The Multi-Model Routing Pattern
The routing pattern that cut my costs 74% is conceptually simple: classify each task before sending it to a model, and route to the cheapest model that can handle it correctly. The implementation requires a routing layer that lives between your application and the model APIs.

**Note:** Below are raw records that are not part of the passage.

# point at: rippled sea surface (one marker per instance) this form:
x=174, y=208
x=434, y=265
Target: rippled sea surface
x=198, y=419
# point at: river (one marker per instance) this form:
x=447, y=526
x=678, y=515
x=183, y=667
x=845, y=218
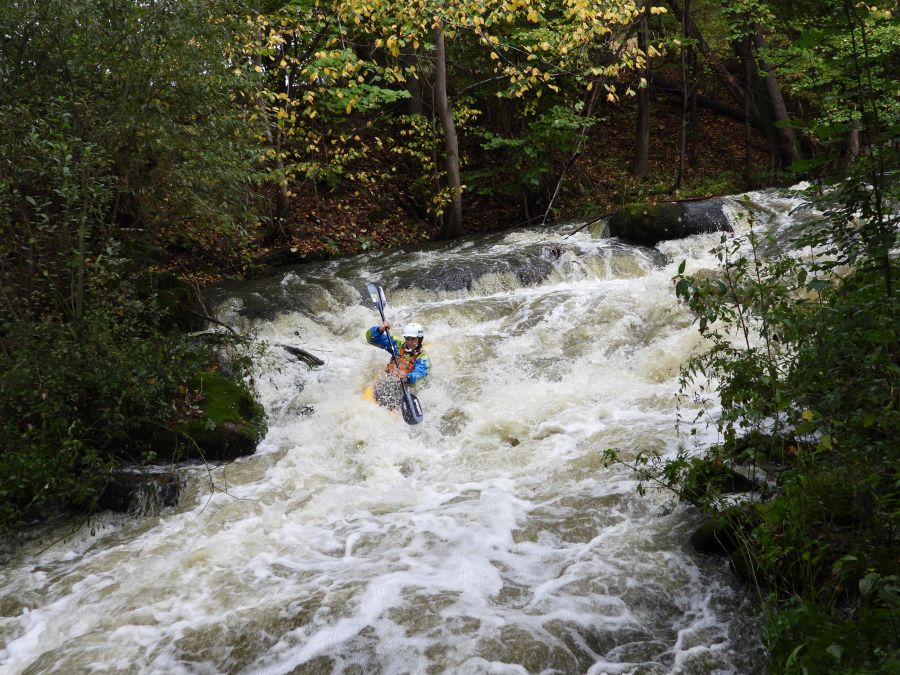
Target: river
x=490, y=538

Here is the routing architecture I use in production:
// multi-model-router.ts
// Routes tasks to the cheapest capable model based on complexity classification
type ModelTier = 'haiku' | 'sonnet' | 'opus'
interface TaskClassification {
tier: ModelTier
reason: string
estimatedTokens: number
}
interface RouterConfig {
haiku: { model: string; inputCostPerMTok: number; outputCostPerMTok: number }
sonnet: { model: string; inputCostPerMTok: number; outputCostPerMTok: number }
opus: { model: string; inputCostPerMTok: number; outputCostPerMTok: number }
}
const ROUTER_CONFIG: RouterConfig = {
haiku: {
model: 'claude-haiku-4-5-20251001',
inputCostPerMTok: 0.25,
outputCostPerMTok: 1.25,
},
sonnet: {
model: 'claude-sonnet-4-6',
inputCostPerMTok: 3.0,
outputCostPerMTok: 15.0,
},
opus: {
model: 'claude-opus-4-7',
inputCostPerMTok: 5.0,
outputCostPerMTok: 25.0,
},
}
// Complexity signals that force Opus routing
const OPUS_SIGNALS = [
/security|vulnerability|CVE|auth|payment|webhook/i,
/architecture|refactor.*cross.cutting|design.*system/i,
/multi.file.*analysis|codebase.*review/i,
/trust.boundary|privilege|escalation/i,
]
// Signals that allow Haiku routing (cheap, mechanical tasks)
const HAIKU_SIGNALS = [
/format|lint|rename|replace.all/i,
/meta.description|seo.title|alt.text/i,
/translate|summarize.in.[0-9]+.words/i,
/extract.*list|parse.*json|convert.*csv/i,
]
export function classifyTask(prompt: string, contextTokens: number = 0): TaskClassification {
// High-stakes tasks always go to Opus regardless of apparent simplicity
for (const signal of OPUS_SIGNALS) {
if (signal.test(prompt)) {
return {
tier: 'opus',
reason: 'trust-boundary signal detected',
estimatedTokens: contextTokens + prompt.length / 4,
}
}
}
// Large context forces at least Sonnet (Haiku quality degrades with context)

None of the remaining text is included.